Multi-GNSS Receiver Antenna Calibration

Abstract

Global Navigation Satellite Systems (GNSS) are not only widely used for precise positioning, navigation and timing but also for establishing of terrestrial reference frames for geospatial applications, such as land and water management. The quality of GNSS carrier phase measurements depends on the knowledge about the location of the exact electrical reception point of the GNSS receiver antenna, also known as phase center. Because the location of this receiving point varies with the direction of the incoming satellite signal, phase center corrections (PCC), including a phase center offset (PCO) and phase center variations (PCV), have to be taken into account.
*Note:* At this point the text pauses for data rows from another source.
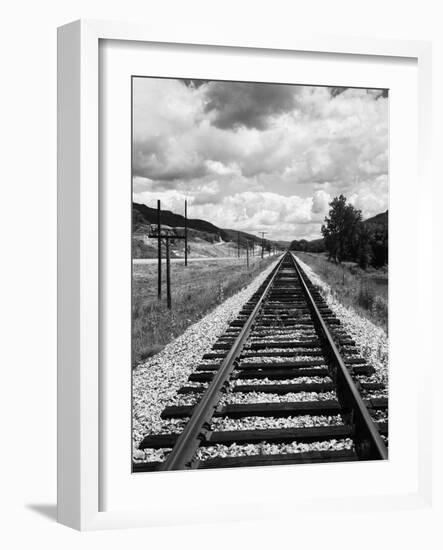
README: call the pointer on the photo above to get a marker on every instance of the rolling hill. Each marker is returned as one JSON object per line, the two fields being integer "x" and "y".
{"x": 204, "y": 238}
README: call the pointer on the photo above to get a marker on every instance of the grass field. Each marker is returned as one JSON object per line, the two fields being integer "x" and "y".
{"x": 365, "y": 290}
{"x": 196, "y": 290}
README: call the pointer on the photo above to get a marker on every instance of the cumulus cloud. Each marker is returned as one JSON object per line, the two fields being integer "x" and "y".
{"x": 235, "y": 104}
{"x": 259, "y": 157}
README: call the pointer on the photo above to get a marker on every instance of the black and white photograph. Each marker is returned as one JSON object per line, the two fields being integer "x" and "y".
{"x": 259, "y": 274}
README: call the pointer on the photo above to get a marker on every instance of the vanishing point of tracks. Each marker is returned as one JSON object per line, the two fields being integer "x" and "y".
{"x": 285, "y": 341}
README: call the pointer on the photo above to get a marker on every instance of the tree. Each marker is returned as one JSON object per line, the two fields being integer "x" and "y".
{"x": 364, "y": 255}
{"x": 341, "y": 230}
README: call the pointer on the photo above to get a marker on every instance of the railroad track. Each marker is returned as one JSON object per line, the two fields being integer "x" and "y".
{"x": 282, "y": 385}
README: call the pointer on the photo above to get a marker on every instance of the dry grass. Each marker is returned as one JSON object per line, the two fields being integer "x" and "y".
{"x": 364, "y": 290}
{"x": 196, "y": 290}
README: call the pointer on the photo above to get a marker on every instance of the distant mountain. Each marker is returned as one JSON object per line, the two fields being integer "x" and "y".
{"x": 143, "y": 216}
{"x": 380, "y": 219}
{"x": 378, "y": 222}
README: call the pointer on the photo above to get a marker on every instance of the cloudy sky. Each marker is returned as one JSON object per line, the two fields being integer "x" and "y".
{"x": 259, "y": 157}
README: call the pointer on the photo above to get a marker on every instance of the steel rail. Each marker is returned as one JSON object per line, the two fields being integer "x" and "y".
{"x": 368, "y": 442}
{"x": 189, "y": 440}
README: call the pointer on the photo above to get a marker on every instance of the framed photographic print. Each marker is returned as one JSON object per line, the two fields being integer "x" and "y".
{"x": 230, "y": 267}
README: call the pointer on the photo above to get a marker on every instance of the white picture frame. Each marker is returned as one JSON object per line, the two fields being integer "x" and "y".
{"x": 80, "y": 413}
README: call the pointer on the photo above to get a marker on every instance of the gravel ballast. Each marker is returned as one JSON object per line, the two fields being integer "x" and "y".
{"x": 372, "y": 341}
{"x": 156, "y": 381}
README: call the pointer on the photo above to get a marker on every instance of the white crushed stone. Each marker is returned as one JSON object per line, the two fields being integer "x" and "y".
{"x": 265, "y": 422}
{"x": 276, "y": 382}
{"x": 276, "y": 359}
{"x": 262, "y": 397}
{"x": 371, "y": 340}
{"x": 224, "y": 451}
{"x": 156, "y": 381}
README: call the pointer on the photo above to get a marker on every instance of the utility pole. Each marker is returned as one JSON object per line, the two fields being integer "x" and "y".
{"x": 186, "y": 232}
{"x": 168, "y": 275}
{"x": 159, "y": 238}
{"x": 159, "y": 253}
{"x": 263, "y": 233}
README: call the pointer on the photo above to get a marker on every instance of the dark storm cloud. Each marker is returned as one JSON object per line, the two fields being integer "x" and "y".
{"x": 336, "y": 91}
{"x": 155, "y": 159}
{"x": 193, "y": 83}
{"x": 235, "y": 104}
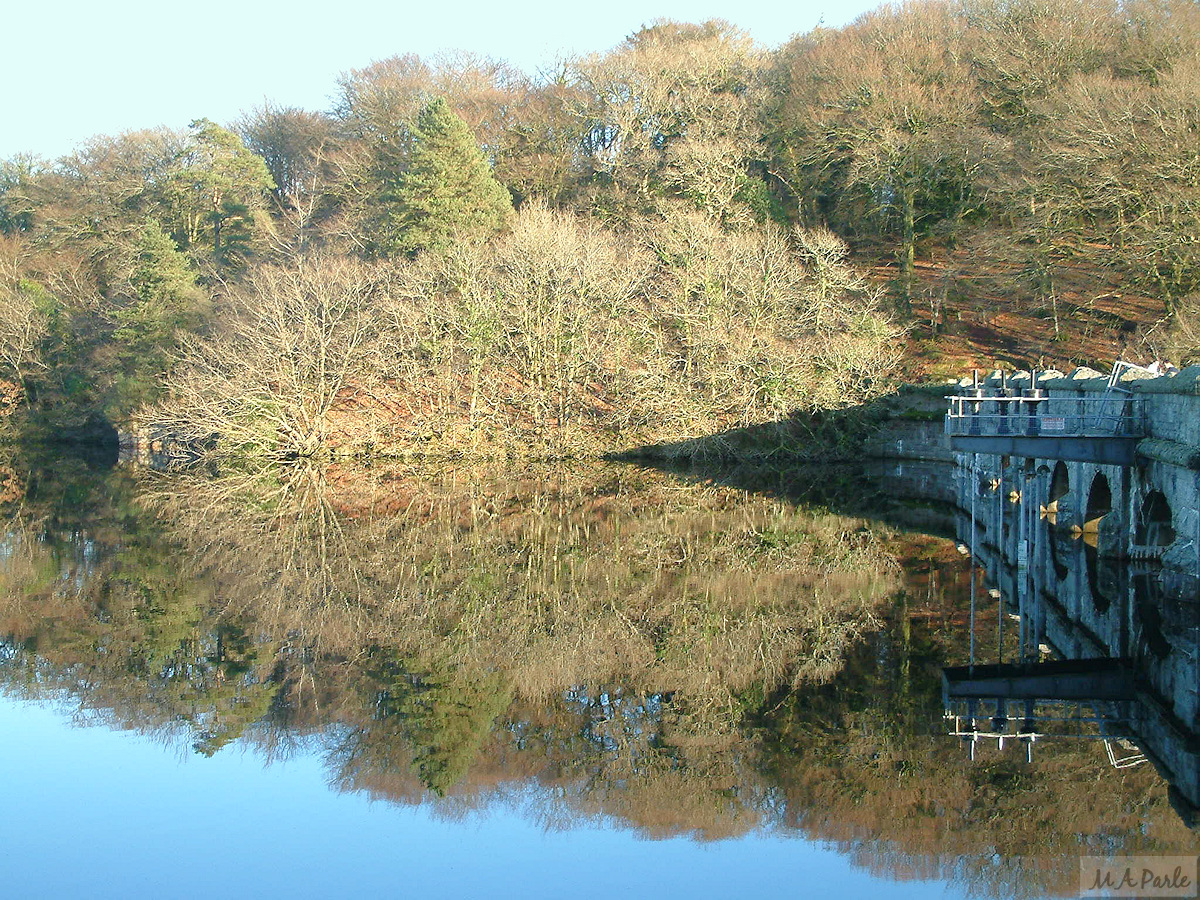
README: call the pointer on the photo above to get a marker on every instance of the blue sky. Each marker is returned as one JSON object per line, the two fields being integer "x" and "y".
{"x": 78, "y": 67}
These corrections are determined by a calibration of the antennas either in an anechoic chamber using artificially generated signals or in the field by use of a robot and real GNSS signals. The frequency dependent PCC are published in the IGS Antenna Exchange format (ANTEX). In order to take the benefits from the higher quality of the newer frequencies (like GPS L5) and satellite systems (e.g. Galileo or Beidou) so that multi-GNSS measurements can be processed, PCC have to be provided also for these signals. In this contribution, the calibration procedure developed at the Institut für Erdmessung (IfE) is presented. The robot model as well as the data acquisition and analysis is shown. Furthermore, the estimation process of the PCC using spherical harmonics is explained in details. We show, that an absolute GNSS receiver antenna calibration using a robot and real signals can successfully be carried out at the Institut für Erdmessung (IfE). The results underline an overall good repeatability with an RMS for the difference patterns of different calibrations smaller than two millimeters. It is shown that the L5 patterns significantly vary from L2, so that specific calibration values are needed. In addition, the concept of a joint estimation approach of same frequencies (like GPS L1 and Galileo L1) and its difference to the "classical" approach of frequency and system dependent pattern is presented. It can be seen, that differences up to 5.5 mm are present, if the joint estimated PCC are compared to the "classical" EL1X PCC. This underlines the demand of not only frequency but also GNSS specific PCC.